Together, they hope to overcome national restrictions and find a deserving audience.

The creative force behind the #RPGSEA hashtag has been swelling for years. Tabletop designers across Southeast Asia use it as a way to network with peers, share ideas, collaborate on experimental projects and decry their inability to catch the attention of a wider audience. Their games run the genre gamut and often provide a refreshing non-Eurocentric look at RPG play.

So, why haven’t they enjoyed more success? Those reasons are complicated and, until recently, largely outside of their control. The Our Shores Kickstarter, a collection of three different tabletop games from Southeast Asian creators, wants to be the breaking crest on a tide that reaches across the world.

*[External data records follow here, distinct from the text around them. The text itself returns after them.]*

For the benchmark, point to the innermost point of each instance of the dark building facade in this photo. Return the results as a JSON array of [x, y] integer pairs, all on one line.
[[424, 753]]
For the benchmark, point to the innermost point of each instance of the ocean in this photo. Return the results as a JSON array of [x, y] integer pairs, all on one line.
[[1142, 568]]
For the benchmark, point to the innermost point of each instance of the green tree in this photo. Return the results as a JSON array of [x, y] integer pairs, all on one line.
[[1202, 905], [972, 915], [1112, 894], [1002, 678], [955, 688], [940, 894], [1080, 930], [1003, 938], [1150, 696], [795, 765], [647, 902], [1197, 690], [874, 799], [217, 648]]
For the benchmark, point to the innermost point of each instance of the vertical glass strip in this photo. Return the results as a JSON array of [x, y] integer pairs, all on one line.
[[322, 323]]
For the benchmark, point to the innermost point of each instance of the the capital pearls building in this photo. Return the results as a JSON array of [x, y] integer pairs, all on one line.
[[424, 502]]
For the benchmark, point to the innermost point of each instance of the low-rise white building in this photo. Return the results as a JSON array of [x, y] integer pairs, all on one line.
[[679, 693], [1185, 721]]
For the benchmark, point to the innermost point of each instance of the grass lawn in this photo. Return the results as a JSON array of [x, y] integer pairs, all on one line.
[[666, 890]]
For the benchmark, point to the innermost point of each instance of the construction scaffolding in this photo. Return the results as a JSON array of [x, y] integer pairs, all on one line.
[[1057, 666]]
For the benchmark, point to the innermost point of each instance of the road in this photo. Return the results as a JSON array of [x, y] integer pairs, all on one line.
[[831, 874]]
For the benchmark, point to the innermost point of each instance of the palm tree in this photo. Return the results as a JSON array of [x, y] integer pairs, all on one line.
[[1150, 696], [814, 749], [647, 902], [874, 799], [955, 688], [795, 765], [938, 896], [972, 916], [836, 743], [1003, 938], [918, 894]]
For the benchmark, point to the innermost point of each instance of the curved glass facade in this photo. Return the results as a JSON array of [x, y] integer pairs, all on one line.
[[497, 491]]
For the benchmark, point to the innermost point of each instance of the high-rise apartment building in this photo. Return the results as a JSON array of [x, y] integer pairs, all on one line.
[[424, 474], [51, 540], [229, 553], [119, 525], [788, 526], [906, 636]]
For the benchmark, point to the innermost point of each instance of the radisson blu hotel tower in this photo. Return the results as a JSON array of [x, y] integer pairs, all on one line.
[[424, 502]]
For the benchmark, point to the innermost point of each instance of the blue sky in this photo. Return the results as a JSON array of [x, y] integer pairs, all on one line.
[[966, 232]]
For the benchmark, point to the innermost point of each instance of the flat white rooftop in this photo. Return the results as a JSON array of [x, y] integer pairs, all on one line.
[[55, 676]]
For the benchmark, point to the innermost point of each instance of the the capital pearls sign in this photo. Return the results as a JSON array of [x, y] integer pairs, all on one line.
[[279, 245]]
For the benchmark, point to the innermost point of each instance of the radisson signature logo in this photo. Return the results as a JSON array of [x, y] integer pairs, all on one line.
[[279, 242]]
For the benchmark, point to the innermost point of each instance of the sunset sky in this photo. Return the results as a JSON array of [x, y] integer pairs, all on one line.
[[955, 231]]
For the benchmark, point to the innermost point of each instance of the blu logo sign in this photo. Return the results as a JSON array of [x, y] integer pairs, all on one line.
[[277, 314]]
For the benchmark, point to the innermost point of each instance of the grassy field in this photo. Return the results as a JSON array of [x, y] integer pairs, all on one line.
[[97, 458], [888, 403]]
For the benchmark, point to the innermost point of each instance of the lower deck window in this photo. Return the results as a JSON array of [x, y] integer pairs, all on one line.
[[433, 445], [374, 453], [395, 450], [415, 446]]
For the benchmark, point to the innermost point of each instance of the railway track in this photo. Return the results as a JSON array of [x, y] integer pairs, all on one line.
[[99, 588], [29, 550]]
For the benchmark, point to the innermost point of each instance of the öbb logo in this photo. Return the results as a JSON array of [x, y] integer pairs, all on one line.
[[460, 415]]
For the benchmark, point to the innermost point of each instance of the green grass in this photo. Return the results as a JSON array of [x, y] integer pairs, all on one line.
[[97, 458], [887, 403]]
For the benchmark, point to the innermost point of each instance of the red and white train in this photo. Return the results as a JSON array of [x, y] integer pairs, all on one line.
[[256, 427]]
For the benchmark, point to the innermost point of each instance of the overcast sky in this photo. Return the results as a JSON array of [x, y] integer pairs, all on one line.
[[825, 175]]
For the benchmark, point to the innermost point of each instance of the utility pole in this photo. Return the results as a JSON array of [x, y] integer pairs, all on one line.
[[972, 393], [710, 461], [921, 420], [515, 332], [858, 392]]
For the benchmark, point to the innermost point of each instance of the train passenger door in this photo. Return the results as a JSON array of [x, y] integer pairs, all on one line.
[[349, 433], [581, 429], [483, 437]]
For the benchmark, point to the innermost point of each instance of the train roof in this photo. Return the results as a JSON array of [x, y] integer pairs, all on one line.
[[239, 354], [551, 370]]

Maharlika's meka pilots can protect the corporate interests of the mega CEOs or try to survive as rogues against the galaxy. | Image credit: Misael Manning

Designers in the Philippines, Singapore and Malaysia created #RPGSEA in 2019 to find each other in a sea of Twitter posts and Itch.io listings. The beauty of a hashtag, according to Pam Punzalan, was that it allowed individuals to tag their content without restricting it to a single platform. Punzalan and fellow Filipino designer, Mahar Mangahas, attended San Francisco’s Big Bad Con 2019 to deliver a panel on #RPGSEA and showcase games from their region to a wider audience. The popularity took off afterwards.

Every culture, I believe, has something important to share to the world and this is just one step in the right direction for that to happen for us.

Game jams, community outreach and cooperative platforming sustained the growing coalition and introduced many new faces. Punzalan and their partner, Sinta Posadas, convinced mutual friend Joaquin Kyle Saavedra to finally start publishing games. Eventual Our Shores partner Samuel Mui met them during this period.

But the influx of talent and ideas couldn’t overcome the simple fact that most Southeast Asian countries, save for Singapore, don’t support Kickstarter projects. The crowdfunding website has spent the last decade entrenching itself as the most successful avenue for not just funding projects, but introducing them to an international market.

According to Punzalan, creators like them face several insurmountable obstacles. “Issues of access such as difficulty acquiring Visas for travel to countries where the tabletop industry is big, down to currency exchanges making professional services like editing very expensive - most of us can only go as far as publishing digital copies of our stuff on platforms like DriveThruRPG or Itch. Others stick purely to local distribution.”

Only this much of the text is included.